Esther Ferrer is one of the Spanish pioneers of modern performance art. In the seventies, she was a member of the collective ZAJ together with Walter Marchetti and Juan Higaldo that were closely associated with John Cage and the international Fluxus movement. In her work, Esther Ferrer continues with its basic premises. One of them is that through performance, social situations, tensions between the work, the performer and the audience are created; the latter two becoming a single but heterogenous body that is characterized by a specific social space.
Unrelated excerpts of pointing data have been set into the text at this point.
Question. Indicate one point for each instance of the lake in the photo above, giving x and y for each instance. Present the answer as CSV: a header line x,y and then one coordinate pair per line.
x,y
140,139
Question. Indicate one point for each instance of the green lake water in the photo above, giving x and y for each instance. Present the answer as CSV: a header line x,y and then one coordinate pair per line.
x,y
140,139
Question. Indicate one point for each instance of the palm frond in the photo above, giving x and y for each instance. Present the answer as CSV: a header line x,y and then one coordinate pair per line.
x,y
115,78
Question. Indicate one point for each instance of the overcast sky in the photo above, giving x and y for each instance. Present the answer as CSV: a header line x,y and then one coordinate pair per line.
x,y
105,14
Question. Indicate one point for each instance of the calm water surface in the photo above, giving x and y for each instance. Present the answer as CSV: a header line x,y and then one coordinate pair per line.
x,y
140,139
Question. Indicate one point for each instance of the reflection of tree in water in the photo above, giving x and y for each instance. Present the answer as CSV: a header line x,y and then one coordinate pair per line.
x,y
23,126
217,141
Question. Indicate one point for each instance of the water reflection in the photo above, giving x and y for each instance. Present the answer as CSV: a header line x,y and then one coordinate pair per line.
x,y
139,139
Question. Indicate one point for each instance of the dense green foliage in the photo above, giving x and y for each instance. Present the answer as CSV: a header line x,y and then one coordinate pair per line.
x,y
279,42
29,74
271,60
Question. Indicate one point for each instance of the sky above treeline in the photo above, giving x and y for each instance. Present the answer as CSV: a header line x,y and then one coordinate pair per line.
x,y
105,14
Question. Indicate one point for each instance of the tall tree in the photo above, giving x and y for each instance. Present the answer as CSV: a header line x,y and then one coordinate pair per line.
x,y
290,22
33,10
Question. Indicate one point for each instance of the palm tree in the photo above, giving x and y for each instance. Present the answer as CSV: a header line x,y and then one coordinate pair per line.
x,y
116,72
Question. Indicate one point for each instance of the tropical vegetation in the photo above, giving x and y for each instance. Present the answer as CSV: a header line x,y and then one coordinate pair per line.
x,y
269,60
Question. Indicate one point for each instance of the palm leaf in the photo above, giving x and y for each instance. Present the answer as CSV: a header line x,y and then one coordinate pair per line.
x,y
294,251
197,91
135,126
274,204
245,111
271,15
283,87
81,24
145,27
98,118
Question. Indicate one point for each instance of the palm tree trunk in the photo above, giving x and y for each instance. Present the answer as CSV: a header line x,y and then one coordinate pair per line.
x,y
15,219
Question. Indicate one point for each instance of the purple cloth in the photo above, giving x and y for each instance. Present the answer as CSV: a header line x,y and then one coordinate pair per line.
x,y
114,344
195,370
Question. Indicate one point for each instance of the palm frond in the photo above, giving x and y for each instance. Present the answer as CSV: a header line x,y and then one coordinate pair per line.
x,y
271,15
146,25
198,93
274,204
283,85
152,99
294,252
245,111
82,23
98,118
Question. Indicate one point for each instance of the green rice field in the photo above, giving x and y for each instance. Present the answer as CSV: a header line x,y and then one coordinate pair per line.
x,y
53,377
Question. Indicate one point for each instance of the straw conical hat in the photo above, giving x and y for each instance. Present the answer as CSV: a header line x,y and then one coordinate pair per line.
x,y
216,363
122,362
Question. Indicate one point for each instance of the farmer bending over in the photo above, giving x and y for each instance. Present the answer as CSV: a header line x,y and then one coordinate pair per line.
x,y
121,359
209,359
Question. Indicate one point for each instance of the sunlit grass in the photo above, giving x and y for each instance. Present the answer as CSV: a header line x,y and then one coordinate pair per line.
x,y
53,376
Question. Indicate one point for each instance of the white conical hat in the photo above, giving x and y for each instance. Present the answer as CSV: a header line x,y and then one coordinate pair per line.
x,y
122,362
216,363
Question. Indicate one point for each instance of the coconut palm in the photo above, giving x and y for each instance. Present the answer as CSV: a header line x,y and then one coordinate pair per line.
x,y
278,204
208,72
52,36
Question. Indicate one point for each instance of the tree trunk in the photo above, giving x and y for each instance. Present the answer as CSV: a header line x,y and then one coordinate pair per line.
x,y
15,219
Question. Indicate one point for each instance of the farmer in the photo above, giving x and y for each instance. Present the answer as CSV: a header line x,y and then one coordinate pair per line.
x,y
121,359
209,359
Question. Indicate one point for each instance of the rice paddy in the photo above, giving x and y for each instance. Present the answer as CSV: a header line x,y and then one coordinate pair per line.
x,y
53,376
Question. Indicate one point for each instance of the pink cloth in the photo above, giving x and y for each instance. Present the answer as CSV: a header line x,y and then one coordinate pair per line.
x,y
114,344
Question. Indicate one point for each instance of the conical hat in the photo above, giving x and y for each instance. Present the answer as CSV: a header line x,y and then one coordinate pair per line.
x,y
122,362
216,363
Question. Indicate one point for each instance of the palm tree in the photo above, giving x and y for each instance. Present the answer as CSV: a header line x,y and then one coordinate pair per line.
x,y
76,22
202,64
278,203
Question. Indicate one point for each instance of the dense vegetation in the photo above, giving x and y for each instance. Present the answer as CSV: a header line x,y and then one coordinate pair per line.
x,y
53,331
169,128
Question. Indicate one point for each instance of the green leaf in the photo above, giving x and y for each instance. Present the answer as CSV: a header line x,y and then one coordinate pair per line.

It also reveals itself in the present work Concierto ZAJ para 30 o 60 voces, which involved about forty people, including many non-musicians, performers and visitors who are united in one body, a social unit through the medium of voice and sound followed by an open composition, in which voices of different people enter individually, each one every minute, with content of your own choice that you can sing, recite, speak, yell, etc. And in various languages and in different positions in space. This can be a public space, a theater, a gallery or anything else that deals with artistic and social forms with their own pulse and dynamics. The piece was originally written in 1984 and it could therefore be said that it belongs to a specific time and place, but the recent performances and record release from 2010 by the label w.m.o/r reveals its potential for a politically charged art of noise. Both Mattin and Ferrer use a well-established art form (a concert, or non-concert in Mattin’s terms following modern philosophical tradition of François Laruelle and his followers) and transform it into social action which defies strict definitions and containment, therefore creating a powerful field of potentiality, an event inside the art and political space.